Autochromes by Franklin Price Knott (c. 1916) Now Deemed Sensational and Exploitative

Franklin Price Knott (1854 - 1930) is remembered for taking some of the first color images to appear in National Geographic magazine. In 2018, National Geographic issued the following statement: “For Decades, Our Coverage Was Racist. To Rise Above Our Past, We Must Acknowledge It.”

A Geisha poses in Kyoto, June 1927 by Franklin Knott

Franklin Price Knott, Nine-year-old dancer, Bali.
Photographed on Autochrome, via US Department of State.

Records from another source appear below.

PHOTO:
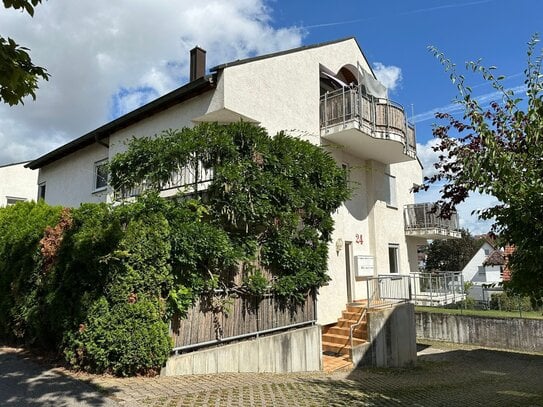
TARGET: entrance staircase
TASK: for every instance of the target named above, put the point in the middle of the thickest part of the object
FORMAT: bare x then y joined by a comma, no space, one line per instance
336,341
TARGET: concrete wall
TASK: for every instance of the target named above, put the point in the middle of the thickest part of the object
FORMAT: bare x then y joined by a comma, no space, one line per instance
502,333
18,182
392,338
70,180
293,351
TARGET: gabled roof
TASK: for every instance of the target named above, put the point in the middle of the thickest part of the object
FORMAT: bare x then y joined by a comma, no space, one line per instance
179,95
11,164
494,259
289,51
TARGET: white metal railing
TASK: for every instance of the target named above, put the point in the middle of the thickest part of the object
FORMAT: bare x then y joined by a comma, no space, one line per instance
188,179
383,291
382,117
426,216
440,288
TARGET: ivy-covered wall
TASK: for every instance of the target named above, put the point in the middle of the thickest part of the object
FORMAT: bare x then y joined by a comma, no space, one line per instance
100,283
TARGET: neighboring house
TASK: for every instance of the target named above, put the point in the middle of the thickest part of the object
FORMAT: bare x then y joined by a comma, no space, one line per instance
17,183
485,271
326,94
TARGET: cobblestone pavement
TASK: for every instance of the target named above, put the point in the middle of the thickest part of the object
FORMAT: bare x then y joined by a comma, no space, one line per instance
443,377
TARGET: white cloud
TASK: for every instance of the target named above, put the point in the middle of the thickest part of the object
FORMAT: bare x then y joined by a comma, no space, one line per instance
106,58
468,219
388,75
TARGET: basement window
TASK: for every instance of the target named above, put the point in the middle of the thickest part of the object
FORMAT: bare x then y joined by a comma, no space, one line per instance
100,175
393,258
41,191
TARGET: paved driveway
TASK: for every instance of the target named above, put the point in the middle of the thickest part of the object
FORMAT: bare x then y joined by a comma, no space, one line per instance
25,383
445,376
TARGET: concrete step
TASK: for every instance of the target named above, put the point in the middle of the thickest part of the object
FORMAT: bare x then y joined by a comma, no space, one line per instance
353,307
342,322
358,332
340,339
336,348
353,316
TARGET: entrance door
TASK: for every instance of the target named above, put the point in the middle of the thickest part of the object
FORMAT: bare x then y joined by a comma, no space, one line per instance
349,275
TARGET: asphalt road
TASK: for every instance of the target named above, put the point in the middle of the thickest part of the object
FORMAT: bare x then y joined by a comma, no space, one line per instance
25,383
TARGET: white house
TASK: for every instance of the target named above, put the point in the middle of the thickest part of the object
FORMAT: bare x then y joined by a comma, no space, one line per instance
485,271
17,183
326,94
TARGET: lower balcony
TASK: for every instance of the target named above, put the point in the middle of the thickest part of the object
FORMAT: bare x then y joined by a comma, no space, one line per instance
422,220
371,128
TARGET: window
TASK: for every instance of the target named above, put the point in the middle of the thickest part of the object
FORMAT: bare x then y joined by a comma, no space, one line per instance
41,190
393,258
100,175
11,200
390,190
346,171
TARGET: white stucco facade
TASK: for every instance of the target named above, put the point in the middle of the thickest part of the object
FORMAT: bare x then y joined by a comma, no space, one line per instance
17,183
282,93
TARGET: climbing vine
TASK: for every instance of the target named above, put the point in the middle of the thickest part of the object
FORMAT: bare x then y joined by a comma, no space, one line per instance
268,205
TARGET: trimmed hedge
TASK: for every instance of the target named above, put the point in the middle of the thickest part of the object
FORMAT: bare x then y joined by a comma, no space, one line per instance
100,283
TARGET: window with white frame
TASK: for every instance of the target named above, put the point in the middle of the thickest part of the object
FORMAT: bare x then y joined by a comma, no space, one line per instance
12,200
41,190
393,258
100,175
390,190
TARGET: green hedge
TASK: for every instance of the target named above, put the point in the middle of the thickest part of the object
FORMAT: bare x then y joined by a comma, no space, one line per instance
100,283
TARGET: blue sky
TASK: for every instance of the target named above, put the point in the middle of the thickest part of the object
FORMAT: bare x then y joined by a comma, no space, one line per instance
399,32
107,58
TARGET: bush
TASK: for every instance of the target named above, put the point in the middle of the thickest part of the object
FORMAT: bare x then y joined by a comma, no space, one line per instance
21,228
124,339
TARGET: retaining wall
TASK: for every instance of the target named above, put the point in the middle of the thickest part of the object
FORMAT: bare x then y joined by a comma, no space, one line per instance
292,351
501,333
391,338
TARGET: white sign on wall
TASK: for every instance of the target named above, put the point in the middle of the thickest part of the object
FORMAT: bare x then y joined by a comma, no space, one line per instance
364,265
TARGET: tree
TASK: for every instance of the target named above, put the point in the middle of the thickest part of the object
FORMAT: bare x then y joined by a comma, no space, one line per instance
452,254
498,150
18,75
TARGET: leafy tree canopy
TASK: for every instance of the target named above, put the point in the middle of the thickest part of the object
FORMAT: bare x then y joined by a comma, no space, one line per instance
18,75
498,150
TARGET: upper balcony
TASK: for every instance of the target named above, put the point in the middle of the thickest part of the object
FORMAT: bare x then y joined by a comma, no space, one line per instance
422,220
371,128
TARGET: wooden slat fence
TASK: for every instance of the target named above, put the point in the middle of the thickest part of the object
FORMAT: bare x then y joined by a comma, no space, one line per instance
206,322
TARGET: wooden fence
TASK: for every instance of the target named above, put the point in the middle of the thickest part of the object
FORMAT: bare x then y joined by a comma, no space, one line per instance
218,319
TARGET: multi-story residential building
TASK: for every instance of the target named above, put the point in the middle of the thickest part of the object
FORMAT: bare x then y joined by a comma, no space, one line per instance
17,183
326,94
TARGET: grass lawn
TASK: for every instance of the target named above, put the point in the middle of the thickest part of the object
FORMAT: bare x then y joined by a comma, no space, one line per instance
483,313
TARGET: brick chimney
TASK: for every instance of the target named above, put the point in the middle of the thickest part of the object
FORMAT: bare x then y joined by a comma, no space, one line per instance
197,63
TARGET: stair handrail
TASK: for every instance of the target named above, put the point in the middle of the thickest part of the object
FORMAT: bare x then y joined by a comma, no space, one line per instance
352,327
370,298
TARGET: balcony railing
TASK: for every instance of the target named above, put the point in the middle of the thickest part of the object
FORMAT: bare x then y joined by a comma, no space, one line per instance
423,220
188,180
380,118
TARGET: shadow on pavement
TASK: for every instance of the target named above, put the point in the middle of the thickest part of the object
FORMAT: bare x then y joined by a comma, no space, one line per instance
477,377
25,383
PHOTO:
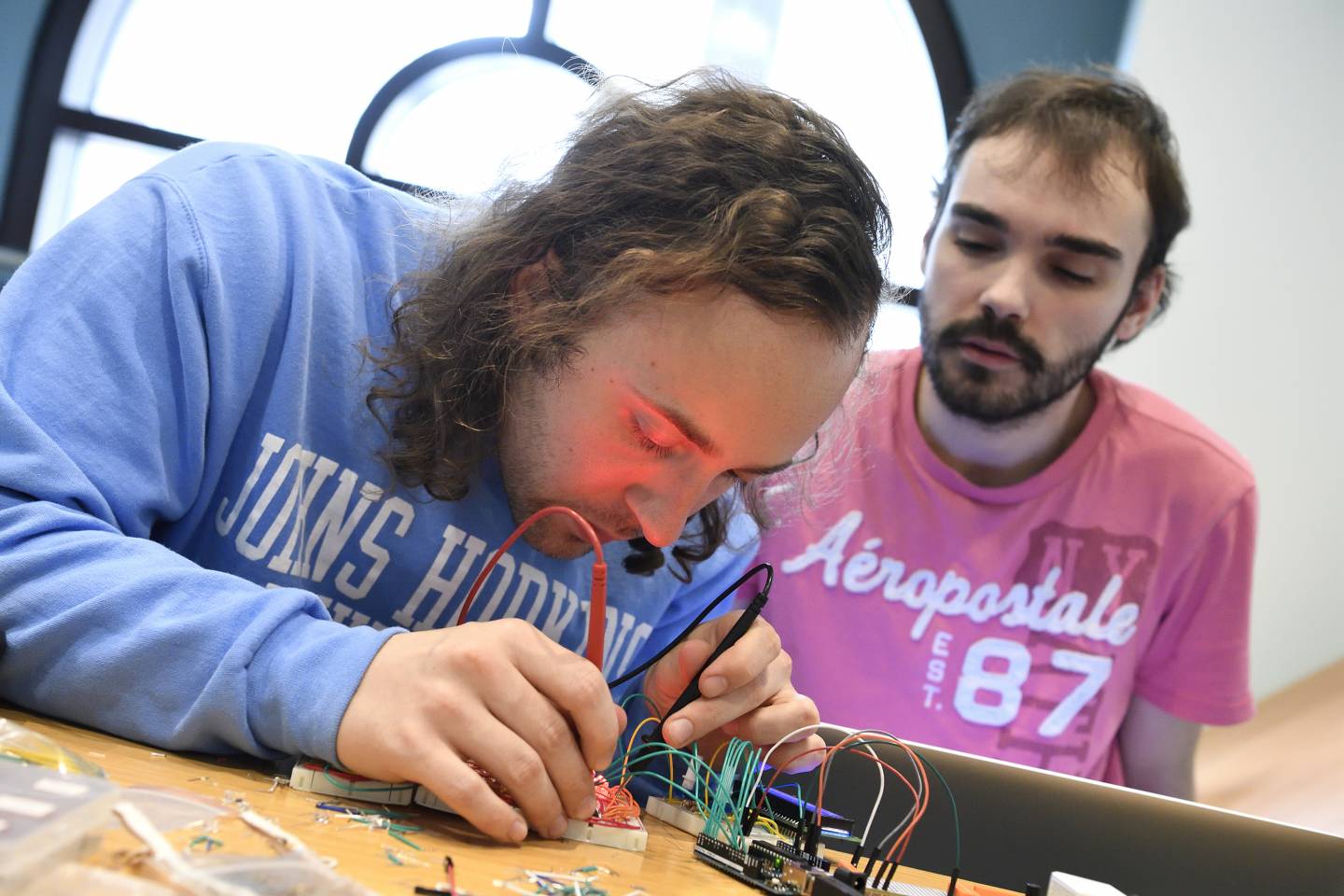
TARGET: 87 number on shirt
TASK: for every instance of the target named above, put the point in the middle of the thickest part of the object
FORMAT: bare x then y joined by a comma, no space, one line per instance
1004,684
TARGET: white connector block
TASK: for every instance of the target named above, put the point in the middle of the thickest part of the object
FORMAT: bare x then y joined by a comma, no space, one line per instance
635,840
675,814
1062,884
317,778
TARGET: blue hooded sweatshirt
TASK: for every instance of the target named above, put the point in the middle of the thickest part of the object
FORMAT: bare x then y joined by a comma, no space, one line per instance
199,546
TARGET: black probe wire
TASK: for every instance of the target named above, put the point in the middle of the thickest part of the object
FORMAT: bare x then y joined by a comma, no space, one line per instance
742,580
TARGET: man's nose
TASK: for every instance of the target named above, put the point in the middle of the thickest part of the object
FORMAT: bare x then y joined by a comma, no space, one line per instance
1007,294
663,507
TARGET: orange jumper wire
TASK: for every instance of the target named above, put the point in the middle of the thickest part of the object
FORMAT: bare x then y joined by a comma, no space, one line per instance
597,599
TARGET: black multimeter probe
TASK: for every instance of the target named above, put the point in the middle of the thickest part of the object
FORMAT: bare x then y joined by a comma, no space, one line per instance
739,627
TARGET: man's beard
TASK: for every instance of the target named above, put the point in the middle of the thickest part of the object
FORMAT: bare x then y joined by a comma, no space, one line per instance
972,391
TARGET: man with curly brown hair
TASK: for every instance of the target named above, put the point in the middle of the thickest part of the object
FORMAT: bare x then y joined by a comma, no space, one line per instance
201,548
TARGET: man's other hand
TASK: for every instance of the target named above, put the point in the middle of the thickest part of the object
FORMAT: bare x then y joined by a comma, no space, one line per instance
534,715
745,693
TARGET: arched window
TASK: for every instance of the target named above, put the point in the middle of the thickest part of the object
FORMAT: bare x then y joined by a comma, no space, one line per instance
455,95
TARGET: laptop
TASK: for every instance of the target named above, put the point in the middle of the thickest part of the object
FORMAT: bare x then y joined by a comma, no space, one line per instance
1020,823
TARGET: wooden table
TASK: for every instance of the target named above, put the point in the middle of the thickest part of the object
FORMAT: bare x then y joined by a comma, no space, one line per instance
666,868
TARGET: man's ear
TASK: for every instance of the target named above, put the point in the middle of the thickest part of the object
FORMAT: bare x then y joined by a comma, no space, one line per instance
924,250
535,280
1142,303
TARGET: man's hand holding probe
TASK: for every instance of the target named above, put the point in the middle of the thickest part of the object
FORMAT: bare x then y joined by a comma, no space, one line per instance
539,718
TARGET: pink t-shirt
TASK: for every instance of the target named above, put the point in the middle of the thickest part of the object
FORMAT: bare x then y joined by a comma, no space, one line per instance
1017,623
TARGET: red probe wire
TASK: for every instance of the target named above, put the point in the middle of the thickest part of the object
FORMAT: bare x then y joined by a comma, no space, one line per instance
597,599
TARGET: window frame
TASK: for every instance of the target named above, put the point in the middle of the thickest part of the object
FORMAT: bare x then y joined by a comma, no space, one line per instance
43,115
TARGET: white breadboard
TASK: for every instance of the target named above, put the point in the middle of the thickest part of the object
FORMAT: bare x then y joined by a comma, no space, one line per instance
320,778
1062,884
901,889
635,840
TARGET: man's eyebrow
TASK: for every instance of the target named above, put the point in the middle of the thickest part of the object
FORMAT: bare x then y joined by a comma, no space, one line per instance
980,216
689,430
693,434
1080,245
1084,246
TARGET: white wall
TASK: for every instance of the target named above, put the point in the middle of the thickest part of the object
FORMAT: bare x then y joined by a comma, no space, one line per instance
1254,342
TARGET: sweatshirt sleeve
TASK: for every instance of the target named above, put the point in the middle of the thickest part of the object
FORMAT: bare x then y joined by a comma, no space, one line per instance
110,415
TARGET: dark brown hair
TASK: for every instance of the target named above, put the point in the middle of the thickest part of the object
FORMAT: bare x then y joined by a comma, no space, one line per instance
1078,117
699,182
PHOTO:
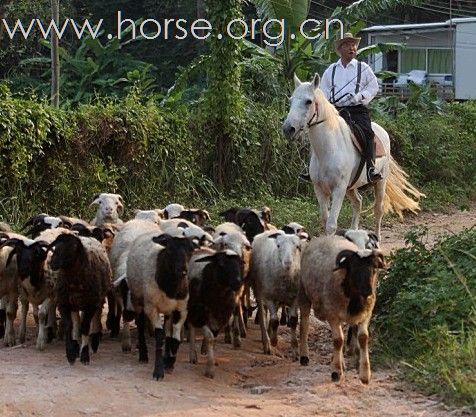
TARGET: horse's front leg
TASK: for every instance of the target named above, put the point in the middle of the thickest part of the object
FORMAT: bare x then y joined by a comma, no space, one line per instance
337,198
356,201
323,200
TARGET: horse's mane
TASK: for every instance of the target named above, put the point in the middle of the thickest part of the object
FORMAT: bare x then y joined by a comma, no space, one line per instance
327,111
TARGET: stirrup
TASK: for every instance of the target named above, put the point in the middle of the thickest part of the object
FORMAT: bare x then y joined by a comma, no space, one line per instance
373,176
304,176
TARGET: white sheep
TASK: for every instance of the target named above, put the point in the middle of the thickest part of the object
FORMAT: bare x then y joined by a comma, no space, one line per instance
338,280
110,207
9,284
230,236
274,274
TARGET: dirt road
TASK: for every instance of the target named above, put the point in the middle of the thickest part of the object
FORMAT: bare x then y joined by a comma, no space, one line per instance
247,383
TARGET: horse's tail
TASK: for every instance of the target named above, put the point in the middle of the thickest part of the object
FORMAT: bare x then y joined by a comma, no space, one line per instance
400,195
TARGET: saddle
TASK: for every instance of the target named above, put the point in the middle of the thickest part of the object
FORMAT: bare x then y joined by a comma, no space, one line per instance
358,141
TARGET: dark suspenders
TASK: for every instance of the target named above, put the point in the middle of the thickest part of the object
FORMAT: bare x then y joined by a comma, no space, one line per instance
357,84
359,74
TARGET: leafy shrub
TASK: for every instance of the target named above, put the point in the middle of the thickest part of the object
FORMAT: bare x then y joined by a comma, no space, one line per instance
426,313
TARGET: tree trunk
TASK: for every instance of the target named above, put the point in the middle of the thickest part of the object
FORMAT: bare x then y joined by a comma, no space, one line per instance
4,15
55,64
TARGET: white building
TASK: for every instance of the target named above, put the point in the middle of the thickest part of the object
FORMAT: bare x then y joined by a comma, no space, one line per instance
445,50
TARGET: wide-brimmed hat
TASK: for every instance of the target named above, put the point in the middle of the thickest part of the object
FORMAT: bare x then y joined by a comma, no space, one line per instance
348,37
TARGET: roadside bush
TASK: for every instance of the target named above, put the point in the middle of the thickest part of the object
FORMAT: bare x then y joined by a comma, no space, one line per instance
426,314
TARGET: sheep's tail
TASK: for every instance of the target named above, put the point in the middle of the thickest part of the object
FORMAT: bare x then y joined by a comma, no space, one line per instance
400,195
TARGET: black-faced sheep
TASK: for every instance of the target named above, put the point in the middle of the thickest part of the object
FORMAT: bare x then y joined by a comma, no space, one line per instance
9,284
215,284
230,236
274,274
339,281
109,208
157,275
83,279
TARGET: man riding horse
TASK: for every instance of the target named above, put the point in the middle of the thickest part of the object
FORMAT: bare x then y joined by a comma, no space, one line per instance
350,85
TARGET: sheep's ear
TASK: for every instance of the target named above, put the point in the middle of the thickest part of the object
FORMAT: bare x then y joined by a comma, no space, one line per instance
342,259
205,214
316,80
208,258
96,200
162,240
341,232
373,239
10,256
379,259
297,81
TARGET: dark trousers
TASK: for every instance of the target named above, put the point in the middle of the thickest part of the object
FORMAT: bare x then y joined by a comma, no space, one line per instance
359,115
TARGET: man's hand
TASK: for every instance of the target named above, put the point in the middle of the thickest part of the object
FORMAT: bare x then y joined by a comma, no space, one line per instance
355,99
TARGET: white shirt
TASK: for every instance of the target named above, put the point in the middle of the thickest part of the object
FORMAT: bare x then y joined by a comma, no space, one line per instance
345,81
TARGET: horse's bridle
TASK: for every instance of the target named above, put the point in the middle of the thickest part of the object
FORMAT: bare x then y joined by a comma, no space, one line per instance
310,123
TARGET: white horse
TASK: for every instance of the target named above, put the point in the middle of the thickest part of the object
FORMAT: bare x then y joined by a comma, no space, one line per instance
335,160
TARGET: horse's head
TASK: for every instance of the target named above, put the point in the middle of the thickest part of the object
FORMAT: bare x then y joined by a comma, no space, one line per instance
303,107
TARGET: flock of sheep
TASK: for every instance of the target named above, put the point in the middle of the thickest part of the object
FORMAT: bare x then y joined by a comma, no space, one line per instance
172,274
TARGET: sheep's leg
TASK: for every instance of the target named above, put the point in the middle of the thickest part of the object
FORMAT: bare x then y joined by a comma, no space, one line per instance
42,319
25,305
364,361
155,320
12,307
264,332
237,325
227,332
172,343
338,355
293,325
140,321
283,321
273,322
192,356
3,316
35,314
356,202
88,315
126,336
75,316
210,342
111,314
72,347
323,200
305,310
96,330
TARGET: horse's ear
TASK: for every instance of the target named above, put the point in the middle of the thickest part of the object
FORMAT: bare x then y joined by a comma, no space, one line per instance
297,81
316,80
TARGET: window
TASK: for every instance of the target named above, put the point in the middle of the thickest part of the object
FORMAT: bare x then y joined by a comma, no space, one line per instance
434,61
413,59
440,61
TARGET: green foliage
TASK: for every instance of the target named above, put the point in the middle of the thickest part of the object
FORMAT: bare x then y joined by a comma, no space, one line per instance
93,69
426,314
437,150
220,112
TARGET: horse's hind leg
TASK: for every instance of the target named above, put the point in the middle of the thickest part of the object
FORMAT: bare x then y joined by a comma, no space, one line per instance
379,188
323,200
356,201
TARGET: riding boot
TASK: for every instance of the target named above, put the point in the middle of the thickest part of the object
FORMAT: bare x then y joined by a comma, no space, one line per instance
372,175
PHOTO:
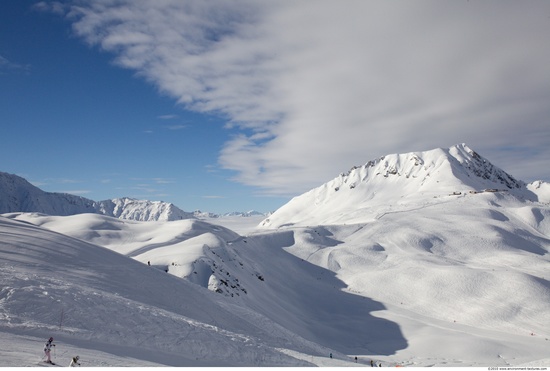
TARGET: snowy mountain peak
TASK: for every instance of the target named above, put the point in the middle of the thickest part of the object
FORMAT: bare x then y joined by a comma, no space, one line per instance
415,178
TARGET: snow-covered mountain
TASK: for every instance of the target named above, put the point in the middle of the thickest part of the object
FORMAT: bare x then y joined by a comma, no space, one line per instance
402,181
246,214
434,258
17,194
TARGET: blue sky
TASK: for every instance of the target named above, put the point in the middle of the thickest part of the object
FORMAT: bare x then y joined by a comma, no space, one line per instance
239,105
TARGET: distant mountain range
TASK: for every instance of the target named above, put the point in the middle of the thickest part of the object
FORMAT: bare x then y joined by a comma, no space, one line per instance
434,258
18,195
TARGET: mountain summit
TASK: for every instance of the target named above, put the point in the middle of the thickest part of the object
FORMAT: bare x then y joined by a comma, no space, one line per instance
397,180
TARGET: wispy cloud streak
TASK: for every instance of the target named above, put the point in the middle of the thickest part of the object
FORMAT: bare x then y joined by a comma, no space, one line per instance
314,88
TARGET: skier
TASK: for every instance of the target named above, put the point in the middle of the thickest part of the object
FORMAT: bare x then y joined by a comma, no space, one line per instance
74,362
47,350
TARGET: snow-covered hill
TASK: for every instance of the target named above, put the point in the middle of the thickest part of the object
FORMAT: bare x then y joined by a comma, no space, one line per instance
435,258
18,195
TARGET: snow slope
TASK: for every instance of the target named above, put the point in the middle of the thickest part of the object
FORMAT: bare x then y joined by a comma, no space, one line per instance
399,181
18,195
94,301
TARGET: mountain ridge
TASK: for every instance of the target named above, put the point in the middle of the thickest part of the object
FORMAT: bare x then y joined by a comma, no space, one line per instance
413,178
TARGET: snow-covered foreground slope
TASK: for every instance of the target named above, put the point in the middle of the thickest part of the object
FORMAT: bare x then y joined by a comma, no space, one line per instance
112,310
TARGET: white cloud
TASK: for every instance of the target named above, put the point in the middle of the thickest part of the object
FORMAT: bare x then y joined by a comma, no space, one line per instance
318,87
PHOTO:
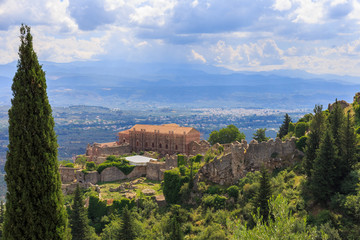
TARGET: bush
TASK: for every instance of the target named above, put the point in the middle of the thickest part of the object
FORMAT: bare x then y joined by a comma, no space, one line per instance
233,191
301,143
300,129
71,165
214,201
172,185
90,166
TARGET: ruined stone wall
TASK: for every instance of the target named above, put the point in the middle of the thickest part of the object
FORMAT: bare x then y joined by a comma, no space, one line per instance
98,152
113,174
154,170
243,158
67,174
198,147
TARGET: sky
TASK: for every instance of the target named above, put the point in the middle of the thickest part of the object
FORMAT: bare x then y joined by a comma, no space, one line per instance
317,36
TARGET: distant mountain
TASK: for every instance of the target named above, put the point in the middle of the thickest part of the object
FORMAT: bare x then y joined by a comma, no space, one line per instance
144,85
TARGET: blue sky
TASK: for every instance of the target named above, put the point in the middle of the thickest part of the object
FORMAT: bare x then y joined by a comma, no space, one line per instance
243,35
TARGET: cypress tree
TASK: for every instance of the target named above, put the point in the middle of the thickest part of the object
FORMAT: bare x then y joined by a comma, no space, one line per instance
79,222
34,201
314,138
127,229
349,144
324,175
263,195
284,128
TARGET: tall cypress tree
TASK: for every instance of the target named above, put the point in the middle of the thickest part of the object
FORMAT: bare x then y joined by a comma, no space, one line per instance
127,229
34,201
79,222
314,138
349,143
323,182
284,128
263,195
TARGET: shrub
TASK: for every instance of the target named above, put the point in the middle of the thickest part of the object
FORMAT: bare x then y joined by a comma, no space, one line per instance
233,191
181,160
90,166
172,185
214,201
300,129
301,143
71,165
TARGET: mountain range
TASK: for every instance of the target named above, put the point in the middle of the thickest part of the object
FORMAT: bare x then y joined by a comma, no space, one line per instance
119,84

Ted Shawn and Ruth St. Denis in performance, 1916


“People of colour were often scantily clothed, people of colour were usually not seen in cities, people of colour were not often surrounded by technologies of automobiles, airplanes or trains or factories. People of colour were often pictured as living as if their ancestors might have lived several hundreds of years ago and that’s in contrast to westerners who are always fully clothed and often carrying technology. [White teenage boys] could count on every issue or two of National Geographic having some brown skin bare breasts for them to look at, and I think editors at National Geographic knew that was one of the appeals of their magazine, because women, especially Asian women from the pacific islands, were photographed in ways that were almost glamour shots.”